Rock and Roll Over is the fifth studio album by American rock band Kiss, released in 1976. It was recorded at the Star Theatre in Nanuet, New York.

Album information
To get the proper drum sound, Peter Criss recorded his tracks in a bathroom, communicating via video-link with the rest of the band. This is the first Kiss album to not feature a writing credit from Ace Frehley.

Many of the songs that appear on the album were developed before or during Destroyer. Three of Gene Simmons' songs are clear re-workings of demos from the 1975 Magna Graphics Studios demo: "Calling Dr. Love" is a re-working of "Bad, Bad Lovin'"; "Ladies Room" is based on "Don't Want Your Romance"; and "Love' Em and Leave' Em" is based on "Rock and Rolls-Royce"; Criss's "Baby Driver" is a rewrite of a Peter Criss/Stan Penridge demo from Criss's pre-Kiss band Lips; and "Hard Luck Woman", a song Paul Stanley originally planned to pitch to Rod Stewart, was held over to provide Criss a ballad to sing following the success of "Beth".

Release
Rock and Roll Over was released by Casablanca Records on November 11, 1976. and peaked at No. 11 on the Billboard 200.

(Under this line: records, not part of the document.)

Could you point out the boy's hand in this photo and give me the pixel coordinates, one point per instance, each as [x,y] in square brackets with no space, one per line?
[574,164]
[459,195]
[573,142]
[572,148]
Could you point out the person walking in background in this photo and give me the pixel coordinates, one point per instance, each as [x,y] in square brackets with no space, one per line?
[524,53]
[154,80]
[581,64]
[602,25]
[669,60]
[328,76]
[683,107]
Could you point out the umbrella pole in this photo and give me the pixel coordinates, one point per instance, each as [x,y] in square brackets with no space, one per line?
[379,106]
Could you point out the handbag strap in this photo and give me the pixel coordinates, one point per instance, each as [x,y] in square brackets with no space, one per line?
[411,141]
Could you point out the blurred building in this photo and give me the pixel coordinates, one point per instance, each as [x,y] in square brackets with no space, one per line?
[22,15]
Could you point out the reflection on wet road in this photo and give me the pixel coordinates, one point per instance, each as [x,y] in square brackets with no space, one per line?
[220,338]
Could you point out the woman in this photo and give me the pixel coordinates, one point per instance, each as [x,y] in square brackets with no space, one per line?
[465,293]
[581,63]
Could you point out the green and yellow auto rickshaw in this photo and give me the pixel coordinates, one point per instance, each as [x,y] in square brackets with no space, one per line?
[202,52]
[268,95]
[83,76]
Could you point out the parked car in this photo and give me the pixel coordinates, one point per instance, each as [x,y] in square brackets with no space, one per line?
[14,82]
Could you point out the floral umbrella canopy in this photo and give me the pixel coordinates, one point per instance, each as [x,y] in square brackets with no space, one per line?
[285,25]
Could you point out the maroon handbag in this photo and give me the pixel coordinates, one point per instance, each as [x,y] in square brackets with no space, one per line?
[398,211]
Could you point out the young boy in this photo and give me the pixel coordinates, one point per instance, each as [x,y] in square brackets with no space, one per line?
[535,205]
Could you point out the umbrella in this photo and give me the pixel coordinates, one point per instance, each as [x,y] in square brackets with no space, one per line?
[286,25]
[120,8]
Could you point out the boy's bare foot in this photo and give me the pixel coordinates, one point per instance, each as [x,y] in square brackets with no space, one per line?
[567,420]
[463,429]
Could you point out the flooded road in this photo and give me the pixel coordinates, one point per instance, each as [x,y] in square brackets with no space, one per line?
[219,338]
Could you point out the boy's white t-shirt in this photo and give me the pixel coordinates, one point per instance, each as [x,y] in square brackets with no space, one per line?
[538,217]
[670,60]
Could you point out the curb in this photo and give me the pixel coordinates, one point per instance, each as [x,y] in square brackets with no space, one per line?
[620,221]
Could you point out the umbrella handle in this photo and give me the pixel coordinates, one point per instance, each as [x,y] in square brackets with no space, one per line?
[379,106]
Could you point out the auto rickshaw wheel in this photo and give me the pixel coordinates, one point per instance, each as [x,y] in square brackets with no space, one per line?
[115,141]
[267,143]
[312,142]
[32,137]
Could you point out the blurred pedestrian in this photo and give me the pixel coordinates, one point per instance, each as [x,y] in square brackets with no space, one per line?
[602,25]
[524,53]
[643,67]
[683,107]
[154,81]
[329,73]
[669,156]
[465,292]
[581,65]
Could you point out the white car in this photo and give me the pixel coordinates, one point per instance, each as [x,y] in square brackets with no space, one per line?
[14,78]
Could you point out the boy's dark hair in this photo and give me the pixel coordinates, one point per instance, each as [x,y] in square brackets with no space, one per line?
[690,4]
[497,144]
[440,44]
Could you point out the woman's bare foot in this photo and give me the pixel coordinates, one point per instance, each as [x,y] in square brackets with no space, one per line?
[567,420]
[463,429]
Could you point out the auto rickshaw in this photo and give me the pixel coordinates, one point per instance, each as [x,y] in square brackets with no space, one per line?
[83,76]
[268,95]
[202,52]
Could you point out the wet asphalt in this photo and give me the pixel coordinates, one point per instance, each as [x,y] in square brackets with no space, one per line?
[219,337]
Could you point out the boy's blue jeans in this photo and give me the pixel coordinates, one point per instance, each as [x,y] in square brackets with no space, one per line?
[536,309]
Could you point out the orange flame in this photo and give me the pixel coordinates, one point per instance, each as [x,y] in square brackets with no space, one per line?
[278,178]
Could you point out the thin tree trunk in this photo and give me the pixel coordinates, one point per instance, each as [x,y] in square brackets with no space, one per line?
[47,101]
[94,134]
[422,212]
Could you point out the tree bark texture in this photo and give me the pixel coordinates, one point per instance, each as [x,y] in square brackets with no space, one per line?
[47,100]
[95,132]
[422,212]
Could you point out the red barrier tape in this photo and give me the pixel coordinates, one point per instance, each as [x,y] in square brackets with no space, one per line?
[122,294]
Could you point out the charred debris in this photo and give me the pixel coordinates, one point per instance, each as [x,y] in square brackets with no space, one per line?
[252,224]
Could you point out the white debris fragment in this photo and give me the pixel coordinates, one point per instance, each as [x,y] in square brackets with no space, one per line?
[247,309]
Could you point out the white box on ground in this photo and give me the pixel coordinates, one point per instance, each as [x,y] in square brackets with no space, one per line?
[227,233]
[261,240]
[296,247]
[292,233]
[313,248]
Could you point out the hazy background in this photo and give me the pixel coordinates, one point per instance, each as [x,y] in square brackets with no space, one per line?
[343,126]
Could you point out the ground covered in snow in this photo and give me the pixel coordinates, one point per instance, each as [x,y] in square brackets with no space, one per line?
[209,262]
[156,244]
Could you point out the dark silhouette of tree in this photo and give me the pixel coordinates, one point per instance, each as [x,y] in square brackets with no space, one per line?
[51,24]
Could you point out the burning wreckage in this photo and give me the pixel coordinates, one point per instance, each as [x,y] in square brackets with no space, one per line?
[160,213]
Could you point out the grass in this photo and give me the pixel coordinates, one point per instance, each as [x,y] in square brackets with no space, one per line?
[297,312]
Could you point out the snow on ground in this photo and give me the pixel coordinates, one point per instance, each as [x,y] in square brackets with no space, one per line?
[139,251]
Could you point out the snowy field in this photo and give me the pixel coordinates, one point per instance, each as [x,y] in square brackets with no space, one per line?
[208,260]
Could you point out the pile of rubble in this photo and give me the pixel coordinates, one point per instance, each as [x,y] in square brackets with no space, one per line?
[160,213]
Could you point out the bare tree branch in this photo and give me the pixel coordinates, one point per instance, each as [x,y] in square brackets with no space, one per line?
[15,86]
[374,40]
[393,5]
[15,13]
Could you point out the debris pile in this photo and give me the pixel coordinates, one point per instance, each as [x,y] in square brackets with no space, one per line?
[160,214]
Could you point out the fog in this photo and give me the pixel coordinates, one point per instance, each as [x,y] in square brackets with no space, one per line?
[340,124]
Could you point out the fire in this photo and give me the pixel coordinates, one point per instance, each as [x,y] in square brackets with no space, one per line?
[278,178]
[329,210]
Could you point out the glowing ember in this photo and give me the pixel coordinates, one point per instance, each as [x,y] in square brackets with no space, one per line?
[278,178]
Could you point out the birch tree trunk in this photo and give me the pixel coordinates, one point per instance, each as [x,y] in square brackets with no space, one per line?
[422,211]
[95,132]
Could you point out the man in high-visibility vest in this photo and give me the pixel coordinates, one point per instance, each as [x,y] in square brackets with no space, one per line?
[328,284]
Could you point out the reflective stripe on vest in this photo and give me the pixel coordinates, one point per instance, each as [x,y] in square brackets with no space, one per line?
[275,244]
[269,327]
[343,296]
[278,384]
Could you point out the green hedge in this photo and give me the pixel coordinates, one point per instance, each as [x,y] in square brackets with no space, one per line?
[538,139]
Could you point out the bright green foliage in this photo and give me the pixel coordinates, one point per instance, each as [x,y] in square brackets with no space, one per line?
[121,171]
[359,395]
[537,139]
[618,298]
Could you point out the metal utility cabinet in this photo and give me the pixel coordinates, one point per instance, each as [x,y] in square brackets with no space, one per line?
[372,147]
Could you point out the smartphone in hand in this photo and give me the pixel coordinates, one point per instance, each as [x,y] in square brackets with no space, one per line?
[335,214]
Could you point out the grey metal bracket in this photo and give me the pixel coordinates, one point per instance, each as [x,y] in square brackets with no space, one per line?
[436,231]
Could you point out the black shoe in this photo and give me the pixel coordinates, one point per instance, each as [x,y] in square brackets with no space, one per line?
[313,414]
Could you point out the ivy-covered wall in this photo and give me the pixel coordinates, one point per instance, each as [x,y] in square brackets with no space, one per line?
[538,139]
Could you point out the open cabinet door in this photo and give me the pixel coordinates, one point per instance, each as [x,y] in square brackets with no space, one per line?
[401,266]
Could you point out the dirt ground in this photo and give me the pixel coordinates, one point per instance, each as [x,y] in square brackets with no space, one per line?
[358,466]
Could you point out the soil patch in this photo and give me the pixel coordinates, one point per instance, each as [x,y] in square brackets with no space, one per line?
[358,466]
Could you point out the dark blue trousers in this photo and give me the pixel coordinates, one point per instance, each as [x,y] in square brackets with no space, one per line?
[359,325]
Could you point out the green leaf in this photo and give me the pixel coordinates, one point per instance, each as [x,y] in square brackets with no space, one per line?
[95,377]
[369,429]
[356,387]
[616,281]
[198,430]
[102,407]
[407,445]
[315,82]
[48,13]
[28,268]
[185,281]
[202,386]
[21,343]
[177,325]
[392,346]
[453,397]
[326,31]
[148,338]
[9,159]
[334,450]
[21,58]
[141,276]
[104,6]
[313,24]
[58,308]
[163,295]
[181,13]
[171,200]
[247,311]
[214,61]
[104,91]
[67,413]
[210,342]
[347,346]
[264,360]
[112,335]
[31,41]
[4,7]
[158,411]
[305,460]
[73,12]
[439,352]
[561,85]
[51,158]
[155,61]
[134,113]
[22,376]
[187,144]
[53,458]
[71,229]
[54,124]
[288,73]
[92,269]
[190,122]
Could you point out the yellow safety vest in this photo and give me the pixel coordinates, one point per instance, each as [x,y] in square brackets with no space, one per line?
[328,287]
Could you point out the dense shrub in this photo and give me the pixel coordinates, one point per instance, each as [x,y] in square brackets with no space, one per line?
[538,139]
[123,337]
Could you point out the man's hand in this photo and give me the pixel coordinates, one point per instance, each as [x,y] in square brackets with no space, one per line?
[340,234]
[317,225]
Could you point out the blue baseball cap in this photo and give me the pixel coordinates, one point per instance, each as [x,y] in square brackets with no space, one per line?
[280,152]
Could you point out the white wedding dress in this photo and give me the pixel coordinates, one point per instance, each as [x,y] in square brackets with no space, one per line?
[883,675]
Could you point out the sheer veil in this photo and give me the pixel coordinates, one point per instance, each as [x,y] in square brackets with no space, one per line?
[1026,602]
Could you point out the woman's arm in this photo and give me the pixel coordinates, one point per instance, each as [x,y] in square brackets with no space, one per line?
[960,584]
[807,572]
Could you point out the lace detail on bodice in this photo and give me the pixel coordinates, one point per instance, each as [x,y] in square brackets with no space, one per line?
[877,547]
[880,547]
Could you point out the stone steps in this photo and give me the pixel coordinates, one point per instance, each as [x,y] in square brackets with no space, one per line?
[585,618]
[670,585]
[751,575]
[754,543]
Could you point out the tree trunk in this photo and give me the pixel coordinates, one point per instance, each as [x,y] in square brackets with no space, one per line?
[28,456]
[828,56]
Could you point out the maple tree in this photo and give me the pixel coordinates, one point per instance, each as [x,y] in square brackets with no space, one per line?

The cover artwork is by artist Michael Doret, who worked with Kiss again on 2009's Sonic Boom. Inside the sleeve, there were a sticker of the cover art and a glossy photo press release pamphlet. The live album Kings Among Scotland, by Anthrax, pays homage to the artwork.

"Hard Luck Woman" did not equal the success of "Beth", but became another top 20 single. "Calling Dr. Love" became a concert staple.

Reception 

In a contemporary review of the album, Robert Christgau wrote that Kiss "write tough, catchy songs, and if they had a sly, Jagger-style singer they'd be a menace," but are diminished by appearing as a "caricature" of themselves.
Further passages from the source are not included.